TJMG suspende cassação e determina retorno de vereador ao cargo em Arapuá
Gilson Dentista havia perdido o mandato após sessão extraordinária no dia 1º de julho

O Tribunal de Justiça de Minas Gerais (TJMG) determinou, em decisão liminar publicada na sexta-feira (17), a suspensão dos efeitos da cassação do mandato do vereador Gilson da Cunha Matos (PSD), de Arapuá. A decisão também estabelece o retorno do parlamentar à Câmara Municipal no prazo de 48 horas.
A determinação foi proferida pelo desembargador Carlos Augusto de Barros Levenhagen, da 5ª Câmara Cível, durante análise de um Agravo de Instrumento apresentado pela defesa do vereador. O político, conhecido como Gilson Dentista, havia perdido o mandato após uma sessão extraordinária no dia 1º de julho.
Entre os argumentos apresentados no recurso, a defesa apontou que a denúncia teria sido protocolada por um eleitor, enquanto a Lei Orgânica do Município prevê que representações desse tipo devem ser apresentadas pela Mesa Diretora da Câmara ou por partido político com representação no Legislativo.
Além disso, a defesa alegou que o processo de cassação apresentou irregularidades, principalmente relacionadas ao procedimento adotado para apuração de uma suposta quebra de decoro parlamentar. Ao avaliar o pedido, o desembargador considerou que havia indícios de possíveis inconsistências.
Vale destacar que, com a decisão, o TJMG determinou a suspensão dos efeitos da cassação e do Decreto Legislativo nº 01/2026, a suspensão de eventual posse do suplente Edinaldo Soares de Oliveira e a reintegração de Gilson da Cunha Matos ao cargo de vereador no prazo de 48 horas.
Em caso de descumprimento da decisão, foi estabelecida multa diária de mil reais, limitada ao valor máximo de R$ 30 mil.
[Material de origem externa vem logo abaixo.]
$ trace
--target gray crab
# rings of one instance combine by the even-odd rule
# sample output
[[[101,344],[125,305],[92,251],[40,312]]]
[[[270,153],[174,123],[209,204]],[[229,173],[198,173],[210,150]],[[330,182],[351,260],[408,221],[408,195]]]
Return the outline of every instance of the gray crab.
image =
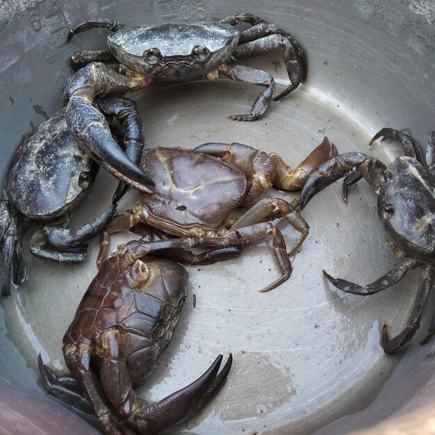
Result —
[[[97,99],[95,105],[109,120],[117,120],[117,140],[132,161],[138,163],[143,131],[134,101],[109,96]],[[98,165],[79,147],[67,126],[65,112],[60,110],[24,136],[6,174],[7,197],[0,199],[1,294],[4,297],[10,293],[11,276],[16,284],[21,280],[24,225],[44,224],[43,230],[30,239],[33,255],[60,262],[83,261],[87,243],[108,223],[126,188],[120,183],[110,207],[71,232],[71,212],[92,184]]]
[[[423,309],[427,301],[435,274],[435,131],[429,136],[425,158],[420,147],[411,136],[392,129],[382,129],[370,141],[380,137],[400,142],[404,156],[386,166],[379,160],[363,153],[340,154],[319,166],[308,179],[301,193],[301,207],[336,180],[348,174],[344,181],[343,197],[347,186],[363,177],[378,194],[377,211],[393,252],[402,258],[400,264],[375,281],[364,286],[340,278],[325,277],[340,290],[368,295],[379,292],[403,278],[410,270],[420,268],[422,280],[407,327],[393,338],[386,325],[382,329],[381,345],[391,354],[414,336],[420,327]],[[356,171],[351,172],[355,167]],[[426,343],[435,334],[432,320],[429,334],[420,341]]]
[[[252,27],[239,31],[240,22]],[[64,90],[67,122],[81,146],[113,175],[142,192],[149,192],[153,181],[132,163],[113,140],[104,116],[92,103],[97,97],[123,95],[153,81],[214,80],[220,75],[232,80],[264,86],[248,115],[231,115],[239,121],[261,117],[272,100],[294,90],[304,79],[306,62],[304,49],[286,31],[251,14],[236,14],[219,22],[129,27],[108,19],[84,22],[70,31],[76,33],[102,27],[113,33],[108,48],[76,53],[73,65],[80,68]],[[233,64],[277,48],[290,84],[274,97],[271,74]]]

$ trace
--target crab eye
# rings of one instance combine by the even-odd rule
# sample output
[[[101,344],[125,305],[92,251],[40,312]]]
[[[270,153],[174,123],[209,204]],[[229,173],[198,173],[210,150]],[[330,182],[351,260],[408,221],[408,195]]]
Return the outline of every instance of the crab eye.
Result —
[[[151,49],[144,51],[143,57],[148,63],[158,63],[162,57],[160,50],[156,48]]]
[[[193,47],[192,53],[199,60],[204,60],[208,57],[208,55],[210,54],[210,50],[206,47],[197,45],[196,47]]]

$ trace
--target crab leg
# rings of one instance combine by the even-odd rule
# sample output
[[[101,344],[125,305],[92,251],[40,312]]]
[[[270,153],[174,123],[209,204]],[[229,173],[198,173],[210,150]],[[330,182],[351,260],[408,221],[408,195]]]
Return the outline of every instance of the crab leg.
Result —
[[[383,141],[386,139],[397,140],[402,145],[403,154],[405,156],[416,158],[420,165],[425,166],[425,161],[423,158],[421,147],[413,138],[402,133],[402,131],[399,131],[399,130],[395,130],[394,129],[388,129],[386,127],[378,131],[372,138],[368,145],[372,145],[375,140],[381,137],[382,138]]]
[[[60,226],[46,225],[44,227],[44,235],[49,243],[59,249],[67,249],[83,246],[90,239],[99,233],[109,223],[116,212],[116,204],[112,204],[109,208],[97,216],[90,222],[72,233],[71,229],[66,228],[70,220],[67,216],[63,217],[63,222]],[[42,249],[41,250],[44,250]],[[38,255],[41,258],[41,253]]]
[[[314,170],[302,188],[301,208],[303,208],[316,193],[346,175],[354,167],[356,167],[374,190],[380,188],[382,174],[386,168],[382,162],[363,153],[345,153]]]
[[[75,378],[72,376],[58,377],[51,369],[44,365],[41,354],[38,358],[38,366],[42,377],[44,386],[50,395],[82,412],[92,413],[90,403],[81,390]]]
[[[76,72],[64,90],[67,124],[80,146],[113,175],[147,192],[150,191],[145,185],[154,186],[152,180],[116,143],[106,118],[92,103],[97,97],[136,90],[151,81],[138,73],[122,74],[95,63]]]
[[[265,71],[250,68],[241,65],[233,66],[223,64],[218,68],[220,74],[231,80],[242,81],[252,85],[261,85],[266,88],[257,97],[249,115],[230,115],[231,120],[236,121],[255,121],[261,117],[272,101],[275,93],[275,81]],[[214,77],[213,77],[214,78]]]
[[[240,216],[231,225],[229,230],[230,231],[236,231],[244,227],[255,225],[257,223],[270,220],[270,218],[284,218],[296,231],[300,233],[299,240],[288,254],[289,256],[291,256],[306,238],[310,227],[306,221],[295,210],[293,206],[281,198],[264,198]]]
[[[156,434],[187,420],[202,408],[225,380],[232,364],[230,354],[220,372],[219,368],[222,356],[219,355],[208,370],[196,381],[174,393],[156,404],[147,405],[136,398],[124,354],[122,338],[116,329],[104,331],[99,336],[99,342],[104,346],[111,357],[104,357],[100,372],[100,380],[106,396],[127,424],[141,434]],[[44,366],[40,360],[40,370],[44,381],[57,385],[53,391],[55,395],[64,397],[69,390],[69,397],[76,397],[74,392],[81,386],[85,392],[88,402],[92,404],[95,415],[106,434],[119,434],[114,425],[113,418],[104,404],[92,380],[89,365],[90,344],[77,343],[67,350],[65,361],[69,370],[77,373],[77,384],[66,377],[65,379],[56,377],[51,370]],[[77,356],[76,356],[77,355]],[[76,370],[79,368],[79,370]],[[81,395],[80,394],[79,395]],[[85,397],[81,397],[83,400]],[[82,400],[82,401],[83,401]],[[84,403],[81,404],[82,406]]]
[[[85,21],[84,23],[81,23],[81,24],[76,26],[69,31],[68,36],[67,37],[67,40],[71,40],[72,37],[77,33],[81,33],[81,32],[85,32],[91,28],[95,28],[96,27],[108,28],[110,31],[115,32],[124,26],[125,24],[120,23],[117,21],[106,19],[104,18]]]
[[[292,272],[291,262],[287,254],[284,238],[279,229],[269,222],[260,222],[249,227],[234,229],[222,237],[197,236],[140,243],[133,247],[126,255],[129,257],[140,258],[149,254],[152,254],[155,250],[240,246],[257,242],[266,237],[272,238],[273,250],[281,274],[271,284],[260,290],[264,293],[280,286],[290,278]]]
[[[286,190],[301,189],[318,166],[338,154],[335,145],[325,138],[293,170],[276,153],[268,156],[264,151],[238,142],[208,142],[195,150],[219,157],[245,174],[248,181],[247,193],[241,205],[250,204],[272,185]]]
[[[377,293],[382,290],[391,287],[400,281],[407,272],[421,265],[422,263],[418,260],[414,258],[406,258],[400,265],[395,266],[384,275],[364,287],[346,281],[345,279],[342,279],[341,278],[333,278],[325,270],[323,271],[323,275],[334,287],[347,293],[368,296],[374,295],[375,293]]]
[[[279,95],[277,101],[296,89],[306,78],[305,51],[299,42],[288,32],[274,24],[269,24],[263,19],[251,14],[236,14],[221,20],[221,22],[236,26],[240,22],[253,26],[240,32],[239,45],[233,54],[236,60],[259,56],[278,48],[284,48],[284,59],[290,85]]]
[[[406,345],[414,336],[417,329],[420,327],[420,321],[423,309],[427,302],[434,284],[434,274],[435,270],[431,266],[421,266],[422,281],[418,287],[414,306],[405,329],[395,337],[390,339],[386,325],[384,325],[382,331],[382,347],[386,354],[392,354],[400,347],[402,347],[402,346]],[[431,336],[431,329],[429,329],[429,334],[423,338],[420,344],[426,343]]]
[[[435,147],[435,138],[432,147],[428,145],[426,149],[426,160],[425,161],[421,147],[411,136],[409,136],[402,131],[399,131],[398,130],[386,127],[378,131],[373,136],[373,138],[372,138],[369,142],[369,145],[372,145],[375,140],[381,137],[382,137],[382,141],[386,139],[390,139],[391,140],[397,140],[400,142],[403,149],[403,153],[405,156],[416,158],[421,165],[423,165],[423,167],[429,167],[429,172],[433,174],[435,173],[435,170],[434,169],[434,162],[435,161],[435,152],[434,151],[434,148]],[[345,178],[343,184],[343,200],[345,203],[347,204],[347,190],[349,186],[357,183],[362,177],[363,176],[358,171],[353,171],[348,174]]]

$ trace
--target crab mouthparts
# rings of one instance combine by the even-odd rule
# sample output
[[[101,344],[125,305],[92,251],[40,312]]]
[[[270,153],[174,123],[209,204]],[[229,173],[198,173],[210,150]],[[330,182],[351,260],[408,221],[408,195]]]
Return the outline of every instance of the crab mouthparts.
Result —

A decisão tem caráter provisório e seguirá válida até o julgamento definitivo do recurso pelo TJMG. A Câmara de Arapuá e as demais partes envolvidas ainda poderão se manifestar.
Sobre o caso
A denúncia foi apresentada pelo produtor rural João Alves Neto, que alega ter sido alvo de provocações, ofensas verbais e intimidação por parte do parlamentar durante um desentendimento ocorrido no dia 9 de maio deste ano, em um estabelecimento comercial no bairro Bela Vista, em Arapuá.
Conforme o relato, o vereador teria associado a discussão a manifestações políticas anteriores realizadas em frente à Câmara Municipal e, durante o episódio, estaria portando um canivete. A denúncia também cita que testemunhas teriam confirmado a presença do objeto durante a discussão.